A public meeting with Lincoln residents will be held this month as part of a review into Untied Lincolnshire Hospitals Trust’s mortality rates.
Regional Medical and Nursing Directors of NHS England will visit Lincoln County Hospital on June 17, for two to three days.
During the visit, the team will carry out rapid responsive reviews, and speak with patients, staff and members of the public.
They will later return a couple of times to the hospital as part of unannounced visits.
The visits are part of a nationwide review led by Sir Bruce Keogh into 14 NHS trusts with high mortality rates between 2010 and 2012, after the Mid-Staffordshire Hospitals scandal.
The review looks to see how many failings there are within care and treatment provided to patients and establish how to improve the trust, either through support, recommendations or regulatory action.

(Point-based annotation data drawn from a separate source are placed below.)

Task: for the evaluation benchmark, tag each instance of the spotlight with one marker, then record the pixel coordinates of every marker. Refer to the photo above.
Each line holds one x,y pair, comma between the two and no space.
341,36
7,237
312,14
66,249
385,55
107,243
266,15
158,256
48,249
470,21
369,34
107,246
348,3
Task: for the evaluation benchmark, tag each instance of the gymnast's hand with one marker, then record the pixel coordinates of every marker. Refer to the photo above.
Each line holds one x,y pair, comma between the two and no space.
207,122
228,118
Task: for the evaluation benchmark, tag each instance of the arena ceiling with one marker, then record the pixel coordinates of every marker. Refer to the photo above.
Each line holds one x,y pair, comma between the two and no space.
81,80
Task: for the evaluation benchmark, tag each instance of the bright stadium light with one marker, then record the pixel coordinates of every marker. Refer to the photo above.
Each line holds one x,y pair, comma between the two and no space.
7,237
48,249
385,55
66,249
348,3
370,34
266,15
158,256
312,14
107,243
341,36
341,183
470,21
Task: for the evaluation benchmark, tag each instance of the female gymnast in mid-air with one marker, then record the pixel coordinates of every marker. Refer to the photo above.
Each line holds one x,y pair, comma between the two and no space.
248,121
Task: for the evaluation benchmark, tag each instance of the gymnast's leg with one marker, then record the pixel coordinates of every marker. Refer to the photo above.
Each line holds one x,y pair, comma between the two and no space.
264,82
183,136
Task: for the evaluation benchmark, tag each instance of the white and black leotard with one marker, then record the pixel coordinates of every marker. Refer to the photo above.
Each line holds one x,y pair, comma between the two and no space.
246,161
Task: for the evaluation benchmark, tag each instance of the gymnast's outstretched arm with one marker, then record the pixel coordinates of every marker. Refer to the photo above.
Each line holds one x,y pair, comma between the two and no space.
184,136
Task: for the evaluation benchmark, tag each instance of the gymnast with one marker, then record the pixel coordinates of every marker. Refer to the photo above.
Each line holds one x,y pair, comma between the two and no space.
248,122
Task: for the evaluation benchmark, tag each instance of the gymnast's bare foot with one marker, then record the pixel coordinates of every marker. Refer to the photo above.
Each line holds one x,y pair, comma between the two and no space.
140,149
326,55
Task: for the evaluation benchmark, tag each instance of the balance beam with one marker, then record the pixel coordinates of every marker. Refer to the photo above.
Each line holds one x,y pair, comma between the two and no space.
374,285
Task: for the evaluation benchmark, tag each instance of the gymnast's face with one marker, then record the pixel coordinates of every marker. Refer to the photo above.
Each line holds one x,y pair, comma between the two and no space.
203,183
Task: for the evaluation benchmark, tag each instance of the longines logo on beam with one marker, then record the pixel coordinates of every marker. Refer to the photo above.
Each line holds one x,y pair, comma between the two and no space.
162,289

Additionally, NHS England want to hear from Lincoln residents about the quality of care given by ULHT and other feedback at a meeting at the White Hart Hotel on June 17 from 6pm.
A spokesperson for ULHT said: “We welcome the review as it is an opportunity for us to show the improvements we have been making at the Trust.
“We know the review will be wide-ranging but the detail of the review will be down to the review team.”
Lincoln MP Karl McCartney welcomed the public meetings, and sees it as a good opportunity for residents to have their say on care.
He said: “I encourage my constituents to attend one of these public meetings and to also give feedback, both positive and negative, as part of the mortality review concerning United Lincolnshire Hospitals NHS Trust.
“I am sure my constituents will also want to consider providing feedback through the NHS Choices website, which can be accessed on NHS Choices.
“I am grateful to Sir Bruce, with whom I met recently in the House of Commons, and his team for their work so far. Sir Bruce has kindly promised to keep me regularly updated as this review progresses.”
The team visiting the hospital will hold a summit to review the Trust, followed by Sir Keogh’s final report, later this summer.